The DEA model has some advantages over traditional performance measures as explained by Basso and Funari (2001). The DEA model results are not sensitive to the selected investment period using logarithmic returns and assuming stationarity and independence of returns over time. In contrast, the traditional performance models are affected by the investment period and it is possible to obtain different results depending on the frequency of the observations used (daily, monthly, etc). Thus, there is a systematic bias using a time horizon which is not the same as the one considered by the investors.

Another useful characteristic of the DEA model is the possibility to improve the inefficient units with the evidence from their peers. The inefficient units could imitate a unit on the efficient frontier in order to be more efficient as the ones on the efficient frontier have the same input variables as the inefficient units. This efficient unit could be a benchmark for the inefficient funds. In this sense, Morey and Morey (1999) point out that this benchmark is a fund of funds that investors could buy.

4 Results

4.1 Performance evaluation

Table 2 shows the daily statistics for the four-factor Carhart (1997) models for the period from January 1990 to December 2015. Most premiums (alphas) are positive, suggesting that more risky, small, value-focused, and previous-winner stocks achieved higher returns. This fact indicates that the Carhart factors could explain most of the cross-sectional variation in average daily returns around the world over the period under consideration. The size (SMB) factor is always positive, the book-to-market (HML) factor presents mixed results, being significantly positive for most countries, while the momentum factor (MOM) is also significant for most countries, showing mixed evidence. The size factor (SMB) suggests that small stocks have had a satisfactory performance and fund returns are driven by smaller stocks during the sample period. The book-to-market factor (HML) suggests that funds follow a value-oriented style. Momentum strategies only add value in 14 out of 35 countries, while 9 countries present contrarian strategies. The average alpha across the different countries is positive in 21 out of 35 countries. This is in contrast to most mutual fund literature presenting persistent underperformance (e.g. Carhart 1997).
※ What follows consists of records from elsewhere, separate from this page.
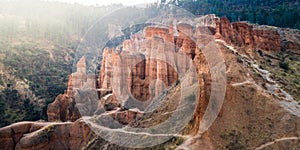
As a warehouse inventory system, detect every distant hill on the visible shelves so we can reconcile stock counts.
[161,0,300,29]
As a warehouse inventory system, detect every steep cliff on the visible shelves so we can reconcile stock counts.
[0,15,300,149]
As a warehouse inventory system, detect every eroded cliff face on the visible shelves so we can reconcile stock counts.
[215,17,281,54]
[0,16,300,149]
[0,120,92,150]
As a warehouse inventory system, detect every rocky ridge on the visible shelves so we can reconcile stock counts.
[0,14,300,149]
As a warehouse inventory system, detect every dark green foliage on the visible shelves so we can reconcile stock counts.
[161,0,300,29]
[0,88,40,127]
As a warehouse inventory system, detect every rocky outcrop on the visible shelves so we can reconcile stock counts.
[47,94,81,121]
[67,56,96,97]
[0,120,92,150]
[215,17,281,51]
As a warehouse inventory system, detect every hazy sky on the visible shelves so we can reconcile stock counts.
[48,0,157,6]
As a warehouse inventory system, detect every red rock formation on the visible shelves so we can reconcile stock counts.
[0,120,92,150]
[215,17,281,51]
[67,56,96,97]
[47,94,81,121]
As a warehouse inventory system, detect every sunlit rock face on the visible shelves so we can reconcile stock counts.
[0,120,91,150]
[215,17,281,51]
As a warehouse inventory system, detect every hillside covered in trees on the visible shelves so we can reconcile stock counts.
[161,0,300,29]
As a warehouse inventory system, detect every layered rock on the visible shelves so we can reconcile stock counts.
[215,17,281,51]
[0,120,92,150]
[67,56,96,97]
[98,23,204,108]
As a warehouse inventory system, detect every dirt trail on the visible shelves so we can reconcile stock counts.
[255,137,300,150]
Table 2 Summary statistics for the Carhart model

Table 3 reports performance results from the estimation of regressions (1) to (3). Most countries present a positive performance (alpha) irrespective of the multifactor model used in the analysis. The before-expenses measures of performance do not change the sign of the coefficients. As expected, the gross risk-adjusted returns are positive and larger for all models than the net risk-adjusted returns (see, Table 3). The best result is obtained when we use the Carhart (1997) model to measure fund risk-adjusted performance. The daily mean gross risk-adjusted return (for the Carhart model) ranges from 0.178% for Brazil to \(-0.041\)% for Sweden, while the daily mean net risk-adjusted return varies from 0.089% for Brazil to \(-0.082\)% for Sweden. In Table 3 we do not find significant differences when considering fund expenses across countries. Our results suggest similar behavior for mutual funds in terms of performance assessment.

Table 3 Risk exposure estimates
Table 4 Performance measure distribution

Next, we examine funds per country using risk-adjusted returns (CAPM, Fama–French and Carhart) and non-risk adjusted performance evaluation (net and gross returns). In Table 4, we examine fund performance by presenting the percentage of positive and negative values of performance measures. Panel A reports the proportion of positive values, while Panels B and C show the proportion of statistically significant (at the 5%) positive and negative values, respectively. Less than half of the funds exhibit positive values of performance as shown in Panel A. We use a paired t-test to reject the null hypothesis that the true mean difference is zero. Considering the gross risk-adjusted performance (Carhart (G)), the estimations range from 40.4% for Denmark (Carhart model) to 61.6% for Indonesia. There is no significant difference when we compare the risk-adjusted values after expenses (Carhart (N)) with the results before expenses (Carhart (G)). Panel B of Table 4 confirms the previous results. Before-expenses measures of performance (gross returns (G)) obtain a larger percentage of positive alphas compared to results after expenses (net returns (N)). Panel B of Table 4 presents the percentage of funds with significant positive values of performance (gross risk-adjusted) vary from 4.9% for Indonesia to 15.4% for Austria (Panel B, last column). Panel C presents the percentage of significantly negative risk-adjusted estimations. The proportion of significantly positive alphas (Panel B) is larger than the proportion of significantly negative ones (Panel C) only before expenses (gross returns (G)). For instance, 10.2% performance values in the Carhart model (Carhart (G)) for the US are significantly positive, while only 2.2% are negative. From Panel C we can appreciate that opposite estimates are shown if net risk-adjusted values are estimated (Carhart (N)).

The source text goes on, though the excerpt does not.